One of the most cherished part of the U.S. tax code is the provision that allows sellers to exclude up to $250K or $500K if they file a joint return of profit they make when they sell their homes. Not to worry. That's still around if you own just one property and have lived in it as your primary for at least two of the last five years before you sell it.

With the passing of the Housing Assistance Act of 2008, the bill designed primarily to provide relief to some homeowners facing foreclosure, will cost some folks who have a vacation homes, other type of second property including investment properties.

Effective this year, even if they convert their second piece of real estate or investment property into their primary home, they'll owe tax on part of the sales money based on how long the house was used as a second or investment, rather than their main, residence.

How it used to work?

The reason the law was changed? Money. The U.S. Treasury generally lost some every time a second home was sold by the owners who took advantage of the primary-home sale exclusion.

Under the old rules, if you owned your main home and place in the mountains that you used for family vacations, you could sell both and keep up to $250K or $500K, in profit out of IRS hands as long as you sold them in the correct order.

First, you would sell your primary residence and pocket that profit. Then you would move into the vacation place, live there for two years and then sell it. Because it had been your primary residence, you could exclude profit from that subsequent sale too.

There was no limit on the number of properties for which you could use the home sale exclusion. As long as you were able to make each place your primary residence and not claim the tax break for at least two years between each sale, you were in the tax clear.

How it now works

With the closure of the conversion loophole, now the seller of a second home or investment property, even if it's converted to primary residence status, will owe taxes for the time that the home was a second or investment property after Jan. 1, 2009.

You will take the number of years the property was your main home and divide that by the number of total years you owned it. That gives you the percentage of time that the house was your primary residence. You can exclude that much gain, up to the $250K or $500K limits, from your taxes.

The major determinant here is Jan. 1, 2009, effective date.

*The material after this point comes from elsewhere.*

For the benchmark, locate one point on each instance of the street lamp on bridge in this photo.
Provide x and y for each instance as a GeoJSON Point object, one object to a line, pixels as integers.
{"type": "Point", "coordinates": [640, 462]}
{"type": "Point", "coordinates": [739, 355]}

Example 1: Buy a second home or investment property in 2009

Let's look first at the tax ramifications if you buy a second home or investment property this year and use it for vacation getaway or a rental for 10 years. Then you sell your main home and move into this property full time, where you live for another 15 years before selling.

Your total ownership is 25 years, 10 as a vacation home, and 15 as your primary residence. Fifteen divided by twenty-five equals 60 percent, the amount of time it was your main home. So if you made $250K profit on this sale, under the new law you can only exclude $150K from tax. You have to pony up capital gains taxes on the remaining $100K profit.

But what if you've owned a second home for years? Let's find out.

Example 2: Second home or Investment property you already own

Using the same circumstances as before, we'll shift the ownership and sale calendar a bit.

This time, you owned your home for five years before the new law kicked in and five years after Jan. 1, 2009. You still have 10 years of vacation ownership and 15 years of living there as primary residence. But the new law doesn't count those five pre-2009 years of ownership as use that does not qualify for the exclusion.

So for tax purposes, your ownership calculation is five years as a second home or investment property and 20 years of use that are eligible for the exclusion. During those 25 years, the property was your primary residence or otherwise eligible for the exclusion for 80 percent of the time, meaning now you can exclude $200K of your $250K profit, with a balance of $50K in capital gain tax.

As of 2009

With the closure of the conversion loophole, now the seller of a second home or investment property, even if it's converted to a primary residence status, will owe taxes for the time that the home was a second or investment property after Jan. 1, 2009. Do note that for investment property sale; there is the additional recapture of depreciation tax which will apply at closing.